Huntington Beach surfing legend Timmy Turner recently survived two brain surgeries to treat complications from a severe staph infection caused by an infected surfing wound.
A less frequent but also potentially serious illness caused by exposure to contaminated ocean water is hepatitis A, an inflammation of the liver. The condition, which requires rest and hydration, has no quick drug treatment.
Public health officials don't keep track of the number of Southern Californians who become ill from swimming or surfing in the ocean. But lifeguards suspect that number is on the rise based on the legions of surfers they see ignoring beach closure signs and venturing into the waves shortly after a rainstorm. Health experts suggest surfers stay out of the water for 72 hours after a rain to avoid the trash, oil and other muck that rainwater carries into the sea.
Viruses and bacteria in the water attack surfers and other beachgoers by entering through the mouth, ears, eyes and open wounds, said Dr. Eric Savitsky, a longtime surfer and a UCLA associate professor of emergency medicine. Wet suits don't protect against skin rashes because the suits are designed to keep a warm layer of water between the skin and the suit. Some surfers try to cut their risks by wearing earplugs or shutting their eyes and mouths while ducking under waves, but Savitsky says such precautions are virtually useless.
The best way to avoid waterborne illnesses is to stay out of the surf after a sewage spill or a downpour and rinse off with fresh water after each venture into the ocean, he said.
"I think the lure of good surf weighs heavily on the minds of the surfers," said Mike Silvestri, a lifeguard supervisor at San Diego's Carlsbad beach who is well accustomed to surfers' indifference toward health warnings.
"We try to do the best we can to explain that we've had lifeguards get sick from going out on rescues," he said.
At Manhattan Beach, a thirtysomething surfer in a full-length wet suit pulled his board from the water and sauntered past a bright yellow sign in the sand warning "Keep Out.
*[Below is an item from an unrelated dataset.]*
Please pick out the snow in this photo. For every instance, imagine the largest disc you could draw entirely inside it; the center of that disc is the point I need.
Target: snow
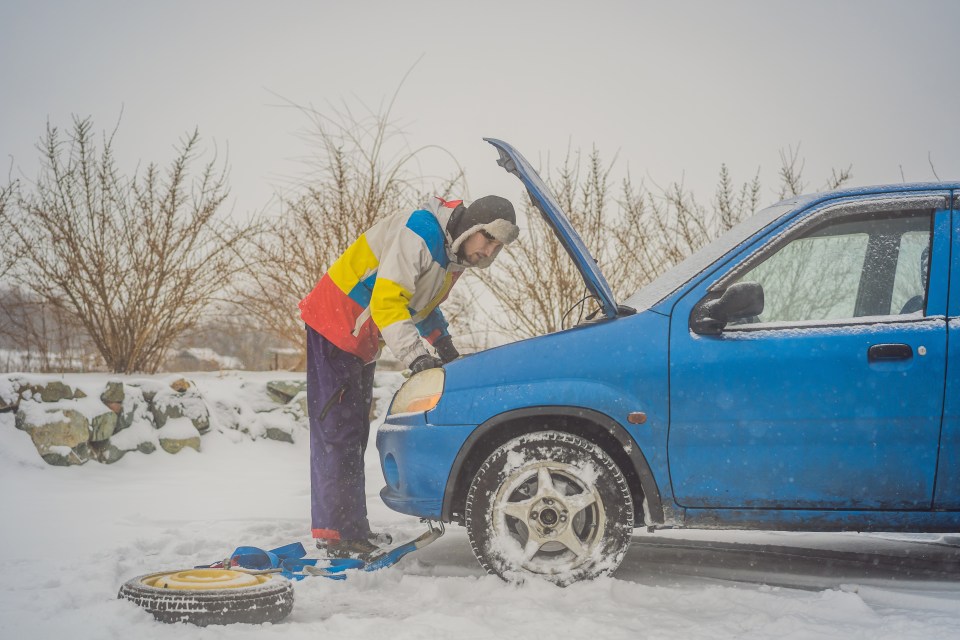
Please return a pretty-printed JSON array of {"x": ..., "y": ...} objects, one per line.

Sewage contaminated water." Although the conditions were great for surfing, a whiff of sewage drifted through the air.
The die-hard surfer, who identified himself only as Blake, said he has been surfing South Bay beaches for 15 years and has never been ill from water contamination. Maybe he's built up an immunity to it, he said. "I figure I'm in it every day, so it's all good," he said before rinsing off at a nearby public bathroom.
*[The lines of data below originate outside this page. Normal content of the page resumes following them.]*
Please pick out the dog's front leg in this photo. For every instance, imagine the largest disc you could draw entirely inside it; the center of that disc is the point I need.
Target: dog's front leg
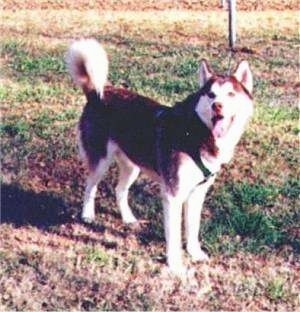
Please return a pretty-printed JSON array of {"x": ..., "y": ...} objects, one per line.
[
  {"x": 192, "y": 210},
  {"x": 172, "y": 221}
]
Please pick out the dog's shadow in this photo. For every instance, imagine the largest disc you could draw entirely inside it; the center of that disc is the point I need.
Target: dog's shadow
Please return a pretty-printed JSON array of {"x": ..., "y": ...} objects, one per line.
[
  {"x": 22, "y": 207},
  {"x": 46, "y": 210}
]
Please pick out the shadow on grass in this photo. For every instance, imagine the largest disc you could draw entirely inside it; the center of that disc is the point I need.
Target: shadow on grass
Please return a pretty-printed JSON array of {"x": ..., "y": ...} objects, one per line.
[{"x": 21, "y": 207}]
Up the coast about 10 miles away, Michael Sweeney, an electrician from Carpinteria, was squeezing out of his wet suit after surfing at Will Rogers State Beach. He says he looks for beach closure signs but usually lets his nose be his guide on hazardous surf conditions.
"If it totally doesn't pass the smell test, no matter what, you just don't go out," he said.
But Sweeney's technique has not always served him well. He recalled surfing several years ago off San Diego County's Imperial Beach, after a sewage spill in Tijuana, when a dead cow floated by his surfboard.
"That is when I said, 'I'm outta here!' " Sweeney said.